[jira] Commented: (AVRO-258) Higher-level language for authoring schemata

Todd Lipcon (JIRA) Fri, 18 Dec 2009 12:23:42 -0800

    [ 
https://issues.apache.org/jira/browse/AVRO-258?page=com.atlassian.jira.plugin.system.issuetabpanels:comment-tabpanel&focusedCommentId=12792626#action_12792626
 ]


Todd Lipcon commented on AVRO-258:
----------------------------------

bq. First, I don't think we want to make such a tool a part of the spec

Fair enough - I'm ambivalent there.

bq. Perl or Python might thus be preferable to Java. 
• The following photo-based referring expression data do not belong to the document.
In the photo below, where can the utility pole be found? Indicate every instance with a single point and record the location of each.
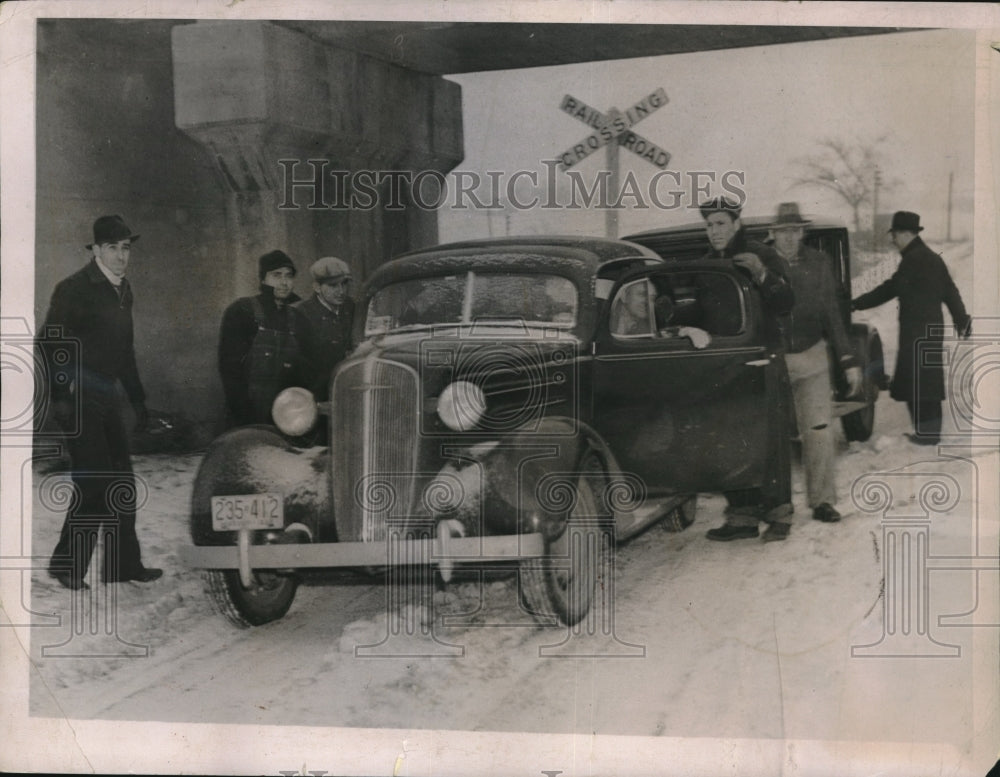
(875, 235)
(951, 180)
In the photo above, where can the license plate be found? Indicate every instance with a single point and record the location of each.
(248, 511)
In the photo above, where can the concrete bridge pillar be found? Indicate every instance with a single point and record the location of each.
(255, 93)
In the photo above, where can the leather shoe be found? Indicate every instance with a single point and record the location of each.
(144, 575)
(66, 580)
(826, 513)
(729, 531)
(776, 532)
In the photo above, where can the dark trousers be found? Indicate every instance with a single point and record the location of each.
(926, 418)
(104, 498)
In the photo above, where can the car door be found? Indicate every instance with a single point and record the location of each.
(681, 414)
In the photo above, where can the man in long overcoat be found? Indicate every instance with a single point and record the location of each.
(93, 309)
(922, 284)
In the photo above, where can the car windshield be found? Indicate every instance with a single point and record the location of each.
(473, 298)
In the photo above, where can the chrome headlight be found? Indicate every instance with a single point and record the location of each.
(461, 405)
(294, 411)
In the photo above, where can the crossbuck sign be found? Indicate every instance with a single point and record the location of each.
(614, 126)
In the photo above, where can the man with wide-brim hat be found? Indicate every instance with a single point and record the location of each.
(771, 502)
(814, 327)
(922, 284)
(92, 309)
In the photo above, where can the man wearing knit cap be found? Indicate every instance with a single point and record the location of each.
(262, 344)
(330, 313)
(921, 284)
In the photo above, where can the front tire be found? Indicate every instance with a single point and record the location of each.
(561, 586)
(682, 516)
(268, 599)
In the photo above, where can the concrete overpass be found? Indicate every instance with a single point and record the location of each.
(179, 126)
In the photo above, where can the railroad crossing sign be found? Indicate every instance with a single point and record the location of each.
(614, 126)
(611, 131)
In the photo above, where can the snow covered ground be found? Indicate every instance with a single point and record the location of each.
(740, 640)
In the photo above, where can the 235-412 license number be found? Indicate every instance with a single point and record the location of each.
(247, 511)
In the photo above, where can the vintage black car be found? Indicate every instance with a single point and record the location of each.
(530, 400)
(857, 414)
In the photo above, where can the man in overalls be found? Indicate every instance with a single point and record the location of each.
(261, 349)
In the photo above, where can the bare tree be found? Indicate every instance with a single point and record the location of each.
(854, 170)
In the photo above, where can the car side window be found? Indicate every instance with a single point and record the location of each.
(632, 311)
(674, 304)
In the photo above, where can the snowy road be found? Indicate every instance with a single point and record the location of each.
(740, 639)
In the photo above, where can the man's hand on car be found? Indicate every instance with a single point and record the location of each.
(751, 263)
(855, 382)
(699, 337)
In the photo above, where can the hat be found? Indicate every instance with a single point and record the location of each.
(720, 205)
(789, 216)
(330, 268)
(904, 221)
(111, 229)
(274, 260)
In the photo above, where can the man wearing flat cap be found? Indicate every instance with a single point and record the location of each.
(93, 309)
(263, 343)
(922, 284)
(330, 313)
(771, 502)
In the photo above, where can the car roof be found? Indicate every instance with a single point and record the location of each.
(689, 240)
(579, 257)
(753, 223)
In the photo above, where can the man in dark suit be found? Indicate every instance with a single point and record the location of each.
(330, 313)
(772, 502)
(93, 307)
(922, 284)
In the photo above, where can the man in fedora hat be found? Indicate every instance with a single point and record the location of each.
(330, 313)
(772, 501)
(262, 343)
(93, 307)
(814, 326)
(922, 284)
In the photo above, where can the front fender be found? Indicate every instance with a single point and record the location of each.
(259, 459)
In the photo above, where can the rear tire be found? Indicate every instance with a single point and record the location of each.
(859, 425)
(560, 587)
(267, 600)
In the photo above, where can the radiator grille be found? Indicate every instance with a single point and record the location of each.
(375, 421)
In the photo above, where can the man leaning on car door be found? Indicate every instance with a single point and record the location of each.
(771, 502)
I looked at some Python based parsers, but the issue is that many of them rely 
on libraries rather than code generation. Many of those libraries are GPL or 
LGPL license, and also aren't available on CentOS/RHEL 5, which means that in a 
lot of ways it's _less_ deployable than Java. Pyparsing, which I like a lot and 
have used before, is a friendly license but still has the library requirement, 
and would still have to bundled with the script. Having recently worked on some 
python software that bundles a lot of library dependencies, it's a huge huge 
_huge_ pain. :)

I actually almost did this in C/C++ with straight lex/yacc, but went towards 
Java since it was easier for a quick first pass. Moving to C in the long run 
would be fine by me for the reasons you outlined.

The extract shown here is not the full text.